I have heard from many constituents in Stratford and Bow who are deeply concerned about the environmental harm caused by plastic waste in our rivers and oceans. They want to see ambitious action here at home as well as on a global scale, and they want the UK to be a global leader. According to the UN Environment Programme, 1 million plastic bottles are purchased every minute, and half of all plastic produced is designed for single-use purposes—it is used once and just thrown away.
We have long known about the harm that plastic pollution causes. Microplastics are prevalent in our natural world, where they damage environmental health and our rivers and canals and impact our oceans’ carbon sequestration. My hon. Friend set out the effects on our bodies: 77% of people have microplastics in their blood, and the most commonly detected plastic is PET, which is used to make single-use plastic bottles.

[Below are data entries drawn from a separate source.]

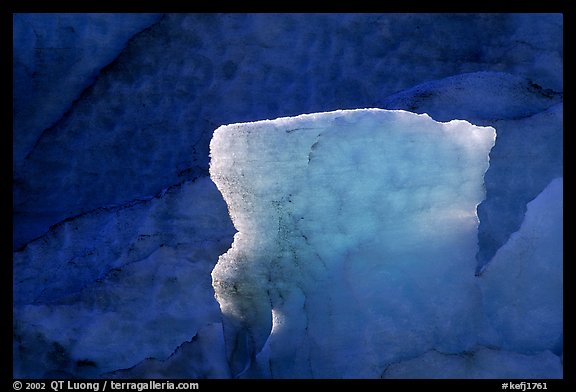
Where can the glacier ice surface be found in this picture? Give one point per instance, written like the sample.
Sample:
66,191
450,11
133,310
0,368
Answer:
356,239
144,123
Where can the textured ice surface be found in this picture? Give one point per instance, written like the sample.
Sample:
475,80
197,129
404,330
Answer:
356,239
153,110
56,56
528,151
122,285
523,285
109,113
483,363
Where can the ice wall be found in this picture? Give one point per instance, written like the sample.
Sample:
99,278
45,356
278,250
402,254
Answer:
356,240
528,151
113,114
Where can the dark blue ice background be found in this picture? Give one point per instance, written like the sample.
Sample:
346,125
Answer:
113,114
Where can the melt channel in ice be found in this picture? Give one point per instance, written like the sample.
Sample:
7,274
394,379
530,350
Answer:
356,243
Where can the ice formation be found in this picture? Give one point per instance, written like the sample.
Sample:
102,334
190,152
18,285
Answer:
356,239
113,210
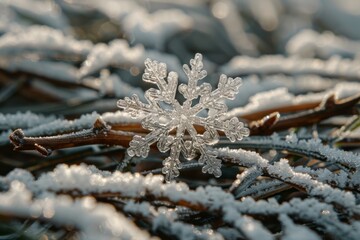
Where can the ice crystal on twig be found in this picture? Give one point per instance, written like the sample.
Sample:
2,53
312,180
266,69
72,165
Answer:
163,114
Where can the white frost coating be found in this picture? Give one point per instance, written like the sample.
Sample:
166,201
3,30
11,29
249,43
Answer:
113,84
23,120
280,97
309,43
165,219
308,209
59,126
341,178
295,85
282,170
41,39
251,228
313,187
153,29
164,113
275,64
117,52
54,70
86,180
94,220
296,232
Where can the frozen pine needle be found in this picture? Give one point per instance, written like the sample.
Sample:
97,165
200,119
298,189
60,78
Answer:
163,113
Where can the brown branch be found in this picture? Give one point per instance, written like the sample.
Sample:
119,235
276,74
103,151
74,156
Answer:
100,133
328,108
121,134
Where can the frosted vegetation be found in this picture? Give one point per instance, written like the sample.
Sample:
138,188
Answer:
231,119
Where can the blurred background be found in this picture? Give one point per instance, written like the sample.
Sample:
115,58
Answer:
71,57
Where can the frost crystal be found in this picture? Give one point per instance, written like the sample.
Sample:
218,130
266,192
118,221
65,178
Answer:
164,114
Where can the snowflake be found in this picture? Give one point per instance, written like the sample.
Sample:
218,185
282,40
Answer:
173,126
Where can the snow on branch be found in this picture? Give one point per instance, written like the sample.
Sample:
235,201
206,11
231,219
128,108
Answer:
59,126
165,219
23,120
309,43
280,97
281,170
335,67
116,52
93,220
311,147
41,39
83,180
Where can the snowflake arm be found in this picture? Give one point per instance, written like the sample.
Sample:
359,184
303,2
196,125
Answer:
164,114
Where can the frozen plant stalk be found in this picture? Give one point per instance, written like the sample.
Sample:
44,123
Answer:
164,114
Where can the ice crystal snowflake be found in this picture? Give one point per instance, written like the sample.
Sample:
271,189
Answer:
163,114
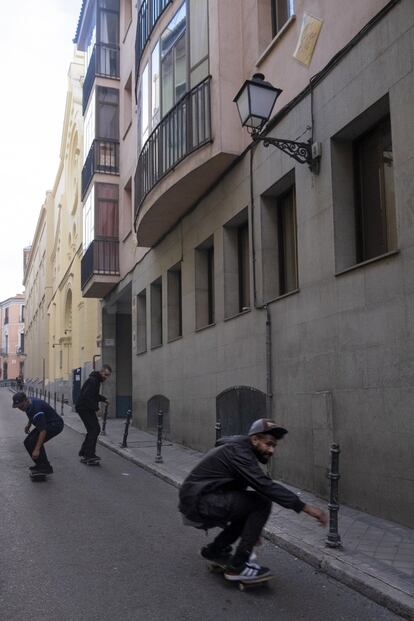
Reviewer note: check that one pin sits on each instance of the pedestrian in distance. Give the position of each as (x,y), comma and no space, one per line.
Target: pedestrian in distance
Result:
(215,494)
(87,406)
(46,424)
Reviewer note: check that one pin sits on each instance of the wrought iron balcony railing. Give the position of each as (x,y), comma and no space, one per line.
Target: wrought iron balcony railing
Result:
(105,63)
(103,157)
(149,13)
(183,130)
(101,257)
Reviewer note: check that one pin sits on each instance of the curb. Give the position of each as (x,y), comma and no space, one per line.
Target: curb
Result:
(368,585)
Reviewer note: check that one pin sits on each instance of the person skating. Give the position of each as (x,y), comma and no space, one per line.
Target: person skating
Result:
(46,424)
(215,494)
(87,406)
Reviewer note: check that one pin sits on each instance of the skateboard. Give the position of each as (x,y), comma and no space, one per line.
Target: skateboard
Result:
(90,462)
(38,476)
(218,568)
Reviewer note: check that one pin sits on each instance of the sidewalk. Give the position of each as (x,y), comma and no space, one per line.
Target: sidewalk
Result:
(377,558)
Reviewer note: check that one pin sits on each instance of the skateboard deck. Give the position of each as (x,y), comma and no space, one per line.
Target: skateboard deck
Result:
(38,476)
(242,584)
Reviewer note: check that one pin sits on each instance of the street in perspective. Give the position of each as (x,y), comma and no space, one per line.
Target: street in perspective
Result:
(108,543)
(206,310)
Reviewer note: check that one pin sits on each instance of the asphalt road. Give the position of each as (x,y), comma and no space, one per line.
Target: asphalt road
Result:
(107,544)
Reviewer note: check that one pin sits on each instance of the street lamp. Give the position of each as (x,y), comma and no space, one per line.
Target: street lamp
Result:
(255,101)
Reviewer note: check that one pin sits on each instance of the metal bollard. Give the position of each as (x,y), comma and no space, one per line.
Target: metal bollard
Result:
(160,425)
(105,416)
(218,430)
(127,423)
(333,539)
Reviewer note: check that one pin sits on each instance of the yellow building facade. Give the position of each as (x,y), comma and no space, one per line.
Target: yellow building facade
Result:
(70,329)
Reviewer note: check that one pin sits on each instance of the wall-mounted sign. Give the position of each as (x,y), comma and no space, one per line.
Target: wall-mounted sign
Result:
(308,36)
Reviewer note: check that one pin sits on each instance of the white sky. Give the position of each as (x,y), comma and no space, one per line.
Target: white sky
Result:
(35,49)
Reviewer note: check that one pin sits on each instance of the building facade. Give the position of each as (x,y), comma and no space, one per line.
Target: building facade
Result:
(12,348)
(250,284)
(37,281)
(63,328)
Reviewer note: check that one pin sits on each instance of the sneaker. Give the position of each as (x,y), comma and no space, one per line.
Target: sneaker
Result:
(247,572)
(211,554)
(44,469)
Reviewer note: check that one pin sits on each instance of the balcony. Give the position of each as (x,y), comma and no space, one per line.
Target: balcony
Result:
(103,157)
(186,128)
(148,15)
(104,63)
(100,268)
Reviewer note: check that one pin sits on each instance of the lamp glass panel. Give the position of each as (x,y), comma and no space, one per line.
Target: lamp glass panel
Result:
(262,101)
(243,105)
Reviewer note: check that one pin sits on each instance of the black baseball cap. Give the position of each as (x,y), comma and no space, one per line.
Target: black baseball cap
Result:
(266,425)
(18,398)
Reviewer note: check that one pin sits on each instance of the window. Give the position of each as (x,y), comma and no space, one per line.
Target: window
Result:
(155,86)
(236,265)
(279,240)
(204,283)
(106,211)
(107,113)
(174,60)
(144,106)
(156,313)
(374,192)
(142,322)
(363,188)
(175,309)
(127,12)
(281,11)
(127,121)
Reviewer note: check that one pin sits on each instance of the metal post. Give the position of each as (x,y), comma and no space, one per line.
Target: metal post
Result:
(218,430)
(105,416)
(160,424)
(127,423)
(334,539)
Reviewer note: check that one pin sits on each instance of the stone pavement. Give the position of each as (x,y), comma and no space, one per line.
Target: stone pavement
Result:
(377,558)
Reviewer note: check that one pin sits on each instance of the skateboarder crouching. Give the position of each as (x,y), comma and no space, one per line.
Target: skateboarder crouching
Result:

Why am I, the Member for Stratford and Bow, speaking in this important debate? East London is where Alexander Parkes invented the first thermoplastic in 1877, but nearly 150 years later it is the proud home of innovative work to end the harm caused by single-use plastic. Earlier this month, I visited Notpla, a world-changing start-up based in my constituency. In 2022 it won the Earthshot prize for its work on creating an alternative to plastic made from seaweed and plants. Notpla has already replaced 13 million single-use plastic products with its technology, which biodegrades as fast as orange peel. It is not just changing how we use and dispose of plastic waste, but seeking to end our addiction to single-use plastics altogether. It is just one example of the creativity and ambition that already exists, which is needed to support the Government’s commitment to reduce waste by moving to a circular economy. But we need to go further and faster, and I think that that is something we all agree on in this room.

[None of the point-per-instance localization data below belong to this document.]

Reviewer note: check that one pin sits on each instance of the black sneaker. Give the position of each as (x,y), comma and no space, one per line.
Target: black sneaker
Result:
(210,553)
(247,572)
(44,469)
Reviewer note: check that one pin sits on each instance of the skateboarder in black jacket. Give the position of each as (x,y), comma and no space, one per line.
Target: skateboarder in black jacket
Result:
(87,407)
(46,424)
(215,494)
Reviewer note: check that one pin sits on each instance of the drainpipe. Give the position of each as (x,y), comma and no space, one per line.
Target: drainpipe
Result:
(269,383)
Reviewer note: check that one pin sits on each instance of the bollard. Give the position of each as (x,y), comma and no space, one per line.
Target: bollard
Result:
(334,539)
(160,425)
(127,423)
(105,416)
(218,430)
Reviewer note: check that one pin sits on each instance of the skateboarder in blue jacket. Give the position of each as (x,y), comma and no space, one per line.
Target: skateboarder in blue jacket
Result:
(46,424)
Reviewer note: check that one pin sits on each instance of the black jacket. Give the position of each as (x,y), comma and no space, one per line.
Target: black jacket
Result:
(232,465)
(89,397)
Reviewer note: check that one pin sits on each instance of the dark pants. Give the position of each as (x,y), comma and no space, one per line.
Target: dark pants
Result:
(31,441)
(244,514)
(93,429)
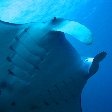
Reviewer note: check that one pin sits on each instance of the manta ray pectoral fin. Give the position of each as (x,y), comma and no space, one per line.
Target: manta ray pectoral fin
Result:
(95,64)
(79,31)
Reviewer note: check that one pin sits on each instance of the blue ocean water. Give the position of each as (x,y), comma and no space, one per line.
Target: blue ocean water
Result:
(97,95)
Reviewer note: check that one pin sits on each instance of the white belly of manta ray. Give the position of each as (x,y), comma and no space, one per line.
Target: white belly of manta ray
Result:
(43,72)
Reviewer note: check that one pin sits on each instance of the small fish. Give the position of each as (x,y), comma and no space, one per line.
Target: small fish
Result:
(40,71)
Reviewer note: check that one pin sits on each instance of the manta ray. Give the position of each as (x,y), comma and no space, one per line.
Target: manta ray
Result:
(40,71)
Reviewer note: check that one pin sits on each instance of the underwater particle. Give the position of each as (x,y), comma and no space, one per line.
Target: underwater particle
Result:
(46,103)
(3,84)
(34,107)
(13,103)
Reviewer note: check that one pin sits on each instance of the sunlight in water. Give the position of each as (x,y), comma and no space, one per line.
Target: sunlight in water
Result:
(24,11)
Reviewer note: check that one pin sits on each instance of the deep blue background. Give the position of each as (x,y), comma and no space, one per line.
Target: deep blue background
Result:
(97,95)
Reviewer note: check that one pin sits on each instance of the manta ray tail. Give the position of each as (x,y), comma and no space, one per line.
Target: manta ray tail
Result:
(95,64)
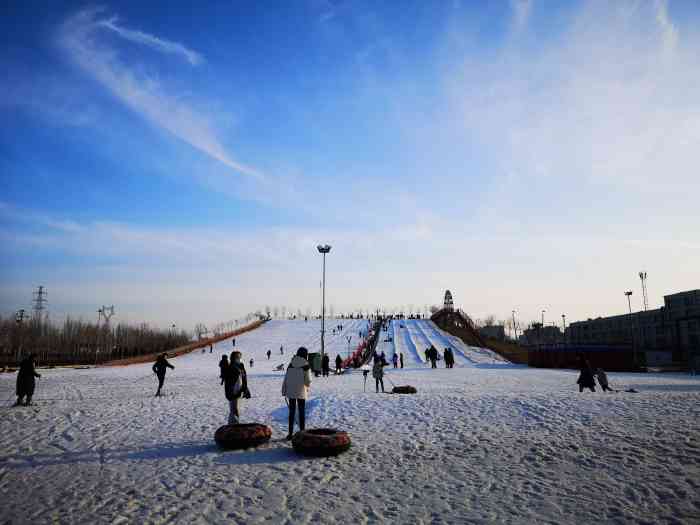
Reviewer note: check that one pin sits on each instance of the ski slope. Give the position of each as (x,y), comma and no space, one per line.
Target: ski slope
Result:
(413,336)
(290,335)
(480,443)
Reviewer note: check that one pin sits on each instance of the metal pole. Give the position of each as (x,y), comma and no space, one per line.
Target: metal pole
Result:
(323,310)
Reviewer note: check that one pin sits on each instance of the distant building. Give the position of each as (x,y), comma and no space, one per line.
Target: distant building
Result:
(493,332)
(539,335)
(667,334)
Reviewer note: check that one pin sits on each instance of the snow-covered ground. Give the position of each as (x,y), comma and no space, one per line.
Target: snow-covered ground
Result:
(481,443)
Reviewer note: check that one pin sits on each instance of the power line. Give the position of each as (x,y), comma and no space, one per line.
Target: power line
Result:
(643,277)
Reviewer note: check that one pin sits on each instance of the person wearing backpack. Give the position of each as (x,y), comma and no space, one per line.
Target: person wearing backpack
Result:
(235,386)
(295,388)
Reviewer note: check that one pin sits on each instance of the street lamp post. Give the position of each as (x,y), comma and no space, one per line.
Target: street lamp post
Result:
(323,249)
(563,320)
(628,294)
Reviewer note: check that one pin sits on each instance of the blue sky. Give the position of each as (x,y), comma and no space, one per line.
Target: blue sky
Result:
(182,163)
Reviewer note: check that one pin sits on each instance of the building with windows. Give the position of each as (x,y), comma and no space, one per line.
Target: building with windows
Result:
(670,334)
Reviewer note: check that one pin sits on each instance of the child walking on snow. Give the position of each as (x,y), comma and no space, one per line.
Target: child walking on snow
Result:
(378,374)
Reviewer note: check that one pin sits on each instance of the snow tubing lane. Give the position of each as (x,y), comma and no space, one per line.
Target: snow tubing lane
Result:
(321,442)
(243,435)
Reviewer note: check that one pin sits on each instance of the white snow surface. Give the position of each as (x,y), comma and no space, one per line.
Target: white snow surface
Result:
(481,443)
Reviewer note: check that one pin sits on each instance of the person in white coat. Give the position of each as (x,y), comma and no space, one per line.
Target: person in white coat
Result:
(295,387)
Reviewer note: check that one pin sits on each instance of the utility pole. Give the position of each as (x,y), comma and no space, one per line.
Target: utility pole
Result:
(39,303)
(19,319)
(107,313)
(643,278)
(542,328)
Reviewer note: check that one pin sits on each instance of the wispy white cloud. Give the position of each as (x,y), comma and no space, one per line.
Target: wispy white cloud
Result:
(521,13)
(159,44)
(80,36)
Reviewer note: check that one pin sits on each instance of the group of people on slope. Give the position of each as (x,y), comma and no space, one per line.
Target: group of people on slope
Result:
(588,376)
(432,355)
(295,386)
(396,359)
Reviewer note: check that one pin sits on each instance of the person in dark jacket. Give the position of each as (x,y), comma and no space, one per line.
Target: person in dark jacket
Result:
(223,365)
(326,365)
(338,364)
(235,386)
(26,380)
(159,368)
(585,379)
(602,378)
(433,356)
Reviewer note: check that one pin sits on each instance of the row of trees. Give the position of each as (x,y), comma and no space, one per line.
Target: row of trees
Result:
(81,342)
(282,312)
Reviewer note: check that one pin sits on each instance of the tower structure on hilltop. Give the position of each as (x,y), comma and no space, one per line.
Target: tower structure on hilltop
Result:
(643,278)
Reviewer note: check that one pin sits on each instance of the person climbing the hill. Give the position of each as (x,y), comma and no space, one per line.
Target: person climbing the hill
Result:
(235,386)
(326,365)
(378,374)
(449,358)
(223,365)
(585,379)
(159,369)
(602,379)
(433,356)
(26,381)
(338,364)
(295,387)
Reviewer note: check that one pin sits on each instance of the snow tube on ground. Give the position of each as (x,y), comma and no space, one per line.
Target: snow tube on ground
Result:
(243,435)
(321,442)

Alongside such innovation, global interventions and collective effort are needed to control and prevent marine plastic pollution, to safeguard human and ecological health and to defend against biodiversity loss. Next week’s meeting of the intergovernmental negotiating committee is a pivotal moment. I join my hon. Friend the Member for Stroud and my constituents in Stratford and Bow in calling on all member states present at Busan to push for legally binding instruments based on a comprehensive approach that addresses the full life cycle of plastics. This is a huge opportunity for climate and nature leadership on the world stage, and an opportunity to guarantee a safer, cleaner planet for all of us and for future generations.